I want to marry this girl, but, my God, Pa is right: I will struggle to pay bills if I pursue the life of a poet. I’ll drag her down into the mire of my abominable penury. Like the father who sired me, the two-bit actor David Poe, I’ll turn to drink to survive the pain of watching my life descend into squalor. I’ll abandon my darling to the clutches of death while offering my entire soul to my muse—while drowning myself in whiskey and wine until I die.

“Oh, how lovely,” says Elmira, and she lifts the mother-of-pearl purse out of the wrappings. “Oh, Eddy! It’s beautiful. And what is this?” She leans forward and reads the silver plate mounted on the front. “It’s engraved with our initials . . . or . . .”

I blush and squirm, for there’s been a mistake with the engraving.

Elmira lifts her face. “Why does it say ‘S.P.R.’ instead of ‘S.E.R.’?”

I fold my hands in my lap and fight off the urge to shrink down into the sofa’s velvet cushions. “The engraver made a mistake.”

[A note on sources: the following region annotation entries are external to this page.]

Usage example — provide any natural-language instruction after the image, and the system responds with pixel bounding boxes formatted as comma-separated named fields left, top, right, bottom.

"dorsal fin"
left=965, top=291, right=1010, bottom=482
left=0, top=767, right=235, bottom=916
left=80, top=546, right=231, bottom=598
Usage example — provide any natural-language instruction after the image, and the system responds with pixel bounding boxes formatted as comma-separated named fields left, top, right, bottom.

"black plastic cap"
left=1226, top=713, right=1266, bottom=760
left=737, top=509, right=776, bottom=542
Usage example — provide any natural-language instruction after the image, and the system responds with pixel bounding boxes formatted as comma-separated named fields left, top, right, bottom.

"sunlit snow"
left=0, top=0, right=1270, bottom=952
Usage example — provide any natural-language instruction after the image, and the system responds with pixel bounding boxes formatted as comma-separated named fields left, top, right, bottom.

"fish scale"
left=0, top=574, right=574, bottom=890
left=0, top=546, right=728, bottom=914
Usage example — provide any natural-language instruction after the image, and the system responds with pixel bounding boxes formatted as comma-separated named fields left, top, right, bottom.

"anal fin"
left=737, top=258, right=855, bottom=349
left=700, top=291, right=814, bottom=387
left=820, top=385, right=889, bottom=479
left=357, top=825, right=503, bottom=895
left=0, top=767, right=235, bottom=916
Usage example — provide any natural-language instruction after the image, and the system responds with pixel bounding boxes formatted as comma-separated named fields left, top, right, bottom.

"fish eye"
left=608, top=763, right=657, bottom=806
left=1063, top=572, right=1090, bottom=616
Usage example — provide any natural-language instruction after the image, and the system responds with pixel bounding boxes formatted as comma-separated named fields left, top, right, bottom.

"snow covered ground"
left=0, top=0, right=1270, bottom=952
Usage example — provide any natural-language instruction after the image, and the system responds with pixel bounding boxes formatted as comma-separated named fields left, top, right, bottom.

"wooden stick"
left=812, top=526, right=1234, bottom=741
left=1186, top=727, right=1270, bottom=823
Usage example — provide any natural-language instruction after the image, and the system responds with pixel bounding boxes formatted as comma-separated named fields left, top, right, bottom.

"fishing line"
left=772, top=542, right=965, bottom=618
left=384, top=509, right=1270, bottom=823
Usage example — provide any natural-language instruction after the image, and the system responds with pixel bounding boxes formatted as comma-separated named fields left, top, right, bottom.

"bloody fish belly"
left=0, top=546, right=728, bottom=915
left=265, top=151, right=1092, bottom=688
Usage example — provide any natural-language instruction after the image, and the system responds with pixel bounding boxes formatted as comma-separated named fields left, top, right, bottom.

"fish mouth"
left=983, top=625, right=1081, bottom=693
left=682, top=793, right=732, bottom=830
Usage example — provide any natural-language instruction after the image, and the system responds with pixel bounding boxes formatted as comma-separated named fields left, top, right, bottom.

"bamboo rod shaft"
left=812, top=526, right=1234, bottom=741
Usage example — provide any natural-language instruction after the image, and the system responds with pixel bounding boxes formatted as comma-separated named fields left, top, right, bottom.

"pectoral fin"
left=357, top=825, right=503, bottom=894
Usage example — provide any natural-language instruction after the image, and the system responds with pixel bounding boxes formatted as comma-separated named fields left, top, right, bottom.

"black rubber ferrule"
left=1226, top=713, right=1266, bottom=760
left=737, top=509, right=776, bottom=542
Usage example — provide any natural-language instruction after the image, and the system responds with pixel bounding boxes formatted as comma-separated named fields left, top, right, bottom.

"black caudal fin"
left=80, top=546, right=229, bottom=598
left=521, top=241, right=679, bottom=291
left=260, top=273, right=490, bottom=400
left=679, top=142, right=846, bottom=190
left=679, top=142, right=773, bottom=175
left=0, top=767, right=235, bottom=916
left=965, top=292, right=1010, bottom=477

“You weren’t intending to give this purse to another girl, were you?” asks Mrs. Royster.

“No! Of course not. He made a mistake. I specifically told him our initials were ‘S.E.R.’ and ‘E.A.P.’ I must beg your forgiveness, Elmira. Do you want me to return it?”

(I do not mention that Pa has already refused to pay for the remediation of the error.)

“No, it’s still beautiful,” says this charming angel. “I’ll just pretend it’s an E.”

Mrs. Royster lowers the dog to the floor. “As I said, the family will arrive for Sunday dinner soon. Time to see Edgar off.”

Elmira reaches her hand out to me across the sofa, but her mother’s gaze stops me from touching her fingers.